Is Eckart Preu the ideal music director for Spokane’s symphony orchestra? Signs point to yes.
Nowadays, a music director must not only be a compelling conductor, but must show a gift for building an audience through personal charisma and creative programming. Finally, he or she must be able to bring the orchestra to such a high level of excellence that it can master new and challenging scores in just a few days’ rehearsal and play them as to perfection.
Saturday’s performances at the Martin Woldson Theater at the Fox showed Preu excelling on all counts.
The evening’s program consisted of five pieces written by composers from the Western Hemisphere, all illustrating the interaction of cultures that has gone into the development of American music.
Aaron Copland’s “El Salon Mexico” (1936) is nothing if not poly-cultural. Composed by a first-generation, Brooklyn-born Jew who studied theory and composition in Paris with Nadia Boulanger, the piece was Copland’s first attempt at creating a distinctly American voice. Here, Copland uses that voice to narrate his impressions of a visit he made in 1932 to a Mexican bar with his friend, Carlos Chavez, much as George Gershwin had done with “An American in Paris” (1928).
Though the piece is easily enjoyed and understood, it is not easily performed. The orchestra, however, overcame its rhythmic complexities with apparent ease, delivering a performance full of character and instrumental color. Principal trumpet Larry Jess, who just last Sunday entranced an audience at the Met with his bel canto baroque duets with Dawn Wolski and the Spokane String Quartet, deployed broad phrasing and a blowsy tone that perfectly captured the character of Copland’s seedy bar.

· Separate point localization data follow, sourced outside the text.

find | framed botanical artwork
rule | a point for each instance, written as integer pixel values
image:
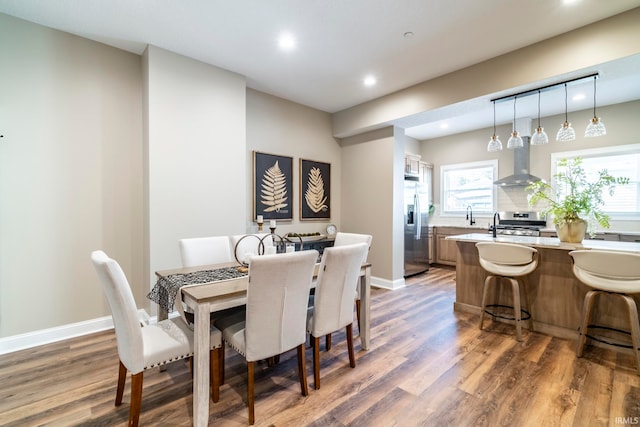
(315, 190)
(272, 186)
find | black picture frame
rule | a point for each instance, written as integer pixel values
(272, 186)
(315, 190)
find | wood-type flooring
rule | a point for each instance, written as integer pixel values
(427, 366)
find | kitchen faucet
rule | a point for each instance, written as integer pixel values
(494, 223)
(470, 215)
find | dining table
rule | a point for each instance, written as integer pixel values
(211, 288)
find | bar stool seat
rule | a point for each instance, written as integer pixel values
(615, 273)
(511, 262)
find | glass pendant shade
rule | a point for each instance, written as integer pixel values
(494, 144)
(595, 128)
(515, 141)
(566, 132)
(539, 137)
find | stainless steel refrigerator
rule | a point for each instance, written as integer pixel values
(416, 228)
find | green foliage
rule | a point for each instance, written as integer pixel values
(582, 199)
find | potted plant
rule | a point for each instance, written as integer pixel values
(577, 202)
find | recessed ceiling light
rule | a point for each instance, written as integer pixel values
(286, 42)
(369, 80)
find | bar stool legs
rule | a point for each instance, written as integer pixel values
(632, 308)
(586, 318)
(517, 308)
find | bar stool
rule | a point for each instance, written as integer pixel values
(507, 261)
(614, 273)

Carlos Chavez’s 1937 Symphony No. 2, or “Sinfonia Indio,” presents another example of a composer who was schooled in the musical techniques of Western Europe reaching into the origins of his country to attain a unique and independent voice. Ironically, in seeking to convey the simplicity and directness of the music of Mexico’s indigenous peoples, Chavez’s symphony requires terrific virtuosity of the orchestra and conductor. None of this was apparent to the audience, however, which had the impression of experiencing directly the power and vitality of Chavez’s inspiration.

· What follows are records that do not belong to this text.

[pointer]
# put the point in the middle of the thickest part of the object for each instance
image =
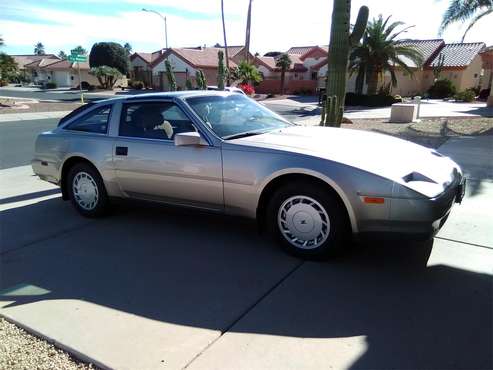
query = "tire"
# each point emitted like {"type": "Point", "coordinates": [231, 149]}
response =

Ross Holcombe, the orchestra’s principal trombone, was the soloist for John Mackey’s brilliant and compelling “Harvest: Concerto for Trombone” (2009). With his easy smile and boyish good looks, Holcombe does not seem too formidable a figure – until, that is, he raises his instrument to his lips. What issues from that horn is an incredible galaxy of tone and emotion: gruff and sweet, nasal and throaty, powerful and pleading, with every shade put at the service of the music. Though the composer describes an arcane program for his piece, its musical precursors are familiar to anyone acquainted with the big band adventures of Harry James and, even more, the Sauter-Finegan orchestra of the 1950s. It has qualities to please all types of listener: subtleties for the classical music aficionado, tender lyricism for those who love a good tune, and infectious rhythm for everybody.
After the intermission, Preu emerged from the wings wearing a referee’s striped shirt to conduct “Inguesu” by Enrico Chapela (2003). Preu was illustrating the program of Chapela’s piece: the minute-by-minute course of a soccer match in which the Mexican team defeated Brazil for the FIFA Confederation Cup in 1999.
Augmented by props and supertitles, and again featuring the orchestra’s effortless virtuosity and inexhaustible stamina, the piece provided an engaging diversion before the evening’s best-known and most substantial segment, Leonard Bernstein’s Symphonic Dances from “West Side Story” (1961).
Little need be said about this much-loved music, though some superlative solo contributions from the orchestra must be noted, especially the haunting poignancy of Bruce Bodden’s flute, the bittersweet duetting of Nick Carper’s viola and John Marshall’s cello, and especially the aching lyricism of Jennifer Brummett’s horn in the melody of “Somewhere.”
Impressive, too, was Preu’s achievement in conveying Bernstein’s work not as a random assemblage of favorite moments from a Broadway show, but as an organic work of art, worthy of comparison with the fountain from which all the works on this program, and much music of the last century, flowed: Igor Stravinsky’s “Le Sacre du Printemps” (The Rite of Spring).